Detta altrimenti ci troviamo nel bel mezzo di una «trappola della liquidità», un’espressione coniata da Keynes per la crisi del 1929. Occorre rendersene conto e impostare di conseguenza la giusta strategia. Per uscire dalla «trappola» non basta pompare denaro. Questa è solo la prima gamba su cui rimettersi in cammino, necessaria ma non sufficiente.

Una seconda è altrettanto indispensabile: i poteri pubblici devono farsi carico di una coerente politica degli investimenti e dell’innovazione; «coerente», perché dovrà essere capace di tracciare la via di un nuovo sviluppo tecnologico, l’unico in grado di smuovere davvero gli operatori economici e spingerli a rischiare la loro liquidità. Ma quali poteri pubblici? Quelli europei. Perché quelli nazionali sono troppo deboli, o troppo piccoli, per impostare una politica dell’innovazione di qualche respiro, o per realizzare investimenti significativi. E perché l’Europa, a pensarci bene, è nata anche per questo: per porre il sistema imprenditoriale del vecchio continente in grado di competere con giganti quali gli Stati Uniti o la Cina – Paesi che godono sì di un mercato comune, ma anche di una direzione strategica sui grandi investimenti e le innovazioni.
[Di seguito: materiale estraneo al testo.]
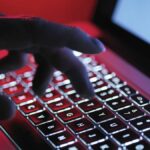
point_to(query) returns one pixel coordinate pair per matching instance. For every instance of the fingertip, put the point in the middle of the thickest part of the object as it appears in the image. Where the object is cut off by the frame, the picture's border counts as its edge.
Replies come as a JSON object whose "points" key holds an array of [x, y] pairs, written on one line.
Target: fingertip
{"points": [[99, 46]]}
L’Europa una politica industriale comune non ce l’ha. E nemmeno ne parla. In aggiunta il suo sistema di innovazione e ricerca è rimasto essenzialmente a struttura nazionale. Per promuovere la crescita, l’unica iniziativa europea di una certa rilevanza è stato il piano Juncker, dal nome del presidente della Commissione. Avviato ad aprile 2015, quasi un anno fa ormai, prevedeva di mobilitare 315 miliardi di euro, da destinare in parte a infrastrutture e innovazioni, in parte ad accordi per finanziare le piccole e medie imprese. Per gestirli è stato creato, non senza qualche lentezza, un Fondo europeo per gli investimenti strategici (Feis), che però a febbraio aveva erogato appena 8 miliardi di euro (per un investimento atteso di 50): spesso si tratta di programmi già finanziati dalla Banca europea degli investimenti, successivamente dirottati sul Feis che in essa è incardinato; oppure di iniziative che i singoli governi avrebbero già di loro avviato; pochissimi sono i progetti transazionali. Piccole cifre, insomma, lungaggini burocratiche e soprattutto mancanza di visione strategica a oggi rendono questo strumento quasi irrilevante.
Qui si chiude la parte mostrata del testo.